Five new arrests in attacks against Israeli soccer supporters, Dutch police say 
  • The attacks occurred early on Friday on Israeli soccer supporters following a match between visiting Maccabi Tel Aviv and Ajax Amsterdam
  • The suspects are men aged 18 to 37 and living in the Netherlands

THE HAGUE: Dutch police on Monday said they had arrested five more people for their suspected involvement in attacks on Israeli football supporters late last week which authorities have condemned as antisemitic.
The suspects are men aged 18 to 37 and living in the Netherlands, police said in a statement. Previously, 63 suspects had been arrested.

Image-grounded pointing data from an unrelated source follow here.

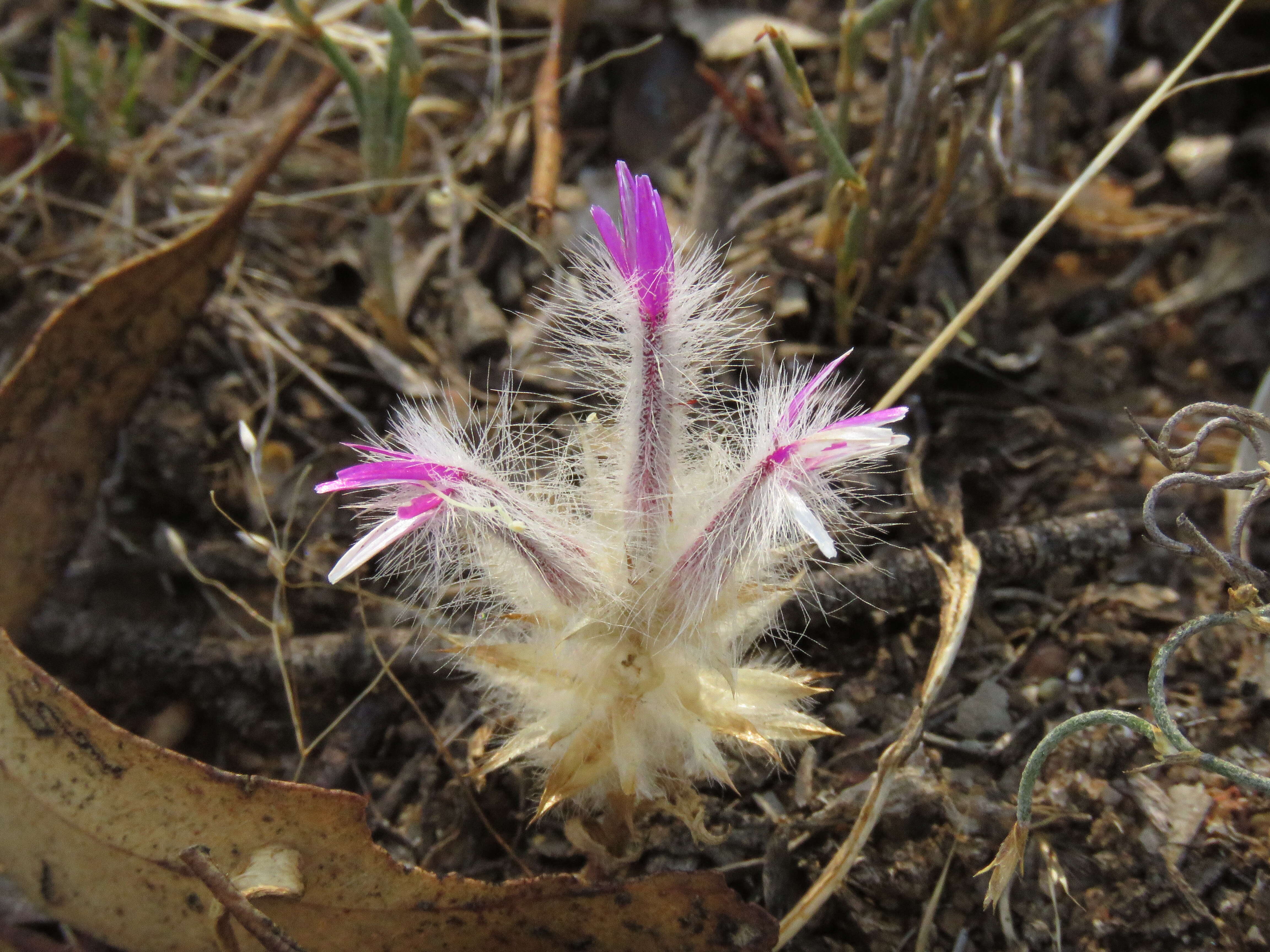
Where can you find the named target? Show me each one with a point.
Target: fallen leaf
(84, 372)
(96, 819)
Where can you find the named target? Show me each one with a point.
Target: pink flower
(419, 490)
(613, 578)
(642, 252)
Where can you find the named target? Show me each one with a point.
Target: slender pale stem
(1045, 225)
(648, 489)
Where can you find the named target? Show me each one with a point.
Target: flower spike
(610, 591)
(643, 251)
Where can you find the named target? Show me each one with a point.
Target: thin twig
(1009, 266)
(766, 135)
(262, 928)
(959, 582)
(548, 140)
(444, 750)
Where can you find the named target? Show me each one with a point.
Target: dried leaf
(1005, 865)
(96, 819)
(83, 374)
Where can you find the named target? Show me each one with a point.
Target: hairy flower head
(628, 573)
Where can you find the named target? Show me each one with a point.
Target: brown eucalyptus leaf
(95, 819)
(86, 370)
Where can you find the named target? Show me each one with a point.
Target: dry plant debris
(97, 821)
(204, 623)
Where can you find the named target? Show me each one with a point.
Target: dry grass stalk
(959, 581)
(548, 140)
(1022, 251)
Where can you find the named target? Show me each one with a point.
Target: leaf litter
(1023, 410)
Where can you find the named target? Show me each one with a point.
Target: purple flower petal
(419, 506)
(878, 418)
(613, 239)
(387, 473)
(808, 389)
(642, 251)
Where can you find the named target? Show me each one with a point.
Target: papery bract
(615, 591)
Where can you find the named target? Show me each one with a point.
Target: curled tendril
(1168, 739)
(1189, 540)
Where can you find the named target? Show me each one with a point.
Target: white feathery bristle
(620, 606)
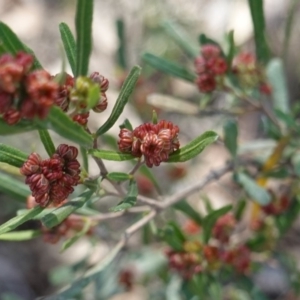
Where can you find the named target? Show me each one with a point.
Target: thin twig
(139, 224)
(213, 175)
(149, 201)
(113, 215)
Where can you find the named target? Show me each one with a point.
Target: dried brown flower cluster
(24, 93)
(154, 141)
(210, 67)
(75, 92)
(250, 73)
(52, 180)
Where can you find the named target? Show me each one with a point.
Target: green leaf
(126, 90)
(72, 240)
(188, 210)
(59, 122)
(69, 45)
(85, 159)
(13, 44)
(258, 20)
(19, 220)
(47, 141)
(61, 213)
(14, 188)
(290, 18)
(17, 236)
(193, 148)
(230, 136)
(110, 155)
(126, 124)
(204, 40)
(286, 219)
(22, 126)
(239, 209)
(78, 285)
(83, 22)
(210, 220)
(12, 156)
(231, 50)
(121, 53)
(169, 67)
(277, 79)
(119, 176)
(93, 96)
(181, 38)
(173, 236)
(130, 198)
(256, 192)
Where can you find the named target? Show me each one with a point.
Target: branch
(113, 215)
(213, 175)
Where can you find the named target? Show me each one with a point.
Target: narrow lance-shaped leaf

Earlier on Monday Dutch Prime Minister Dick Schoof vowed that the Netherlands would focus all its efforts on bringing perpetrators of the violence to justice.
“The images and reports for Amsterdam and what we’ve seen this weekend of antisemitic attacks against Israelis and Jews are nothing short of shocking and reprehensible,” Schoof told a press conference, adding that police and prosecutors are still piecing together the details of what happened.
The attacks occurred early on Friday on Israeli soccer supporters following a match between visiting Maccabi Tel Aviv and Ajax Amsterdam left at least five people injured. They were denounced as antisemitic by the Dutch authorities and foreign leaders including Israel’s Prime Minister Benjamin Netanyahu.
Following the attacks, Israel sent extra planes to bring Maccabi supporters home
Reacting to reports that there had also been altercations between Maccabi supporters and locals before the match on Thursday, Schoof said there was no justification for the violence against Israeli supporters.
Dutch police have said Maccabi fans on Wednesday attacked a taxi and burned a Palestinian flag in Amsterdam. On the day of the game, Maccabi supporters were filmed chanting anti-Arab slogans in videos verified by Reuters.
“We are well aware of what happened earlier with Maccabi supporters but we think that’s of a different category and we condemn any violence as well, but that is no excuse whatsoever for what happened later on that night in the attacks on Jews in Amsterdam.” Schoof said.Dozens of people armed with sticks and firecrackers set a tram on fire in Amsterdam on Monday, police said, while the city is facing tensions following violence last week targeting fans of an Israeli soccer club.
Police said the fire was quickly extinguished and riot officers cleared the square. Images online showed people damaging property and setting firecrackers.
Police said it was not clear who started the unrest and whether it was related to what happened last week.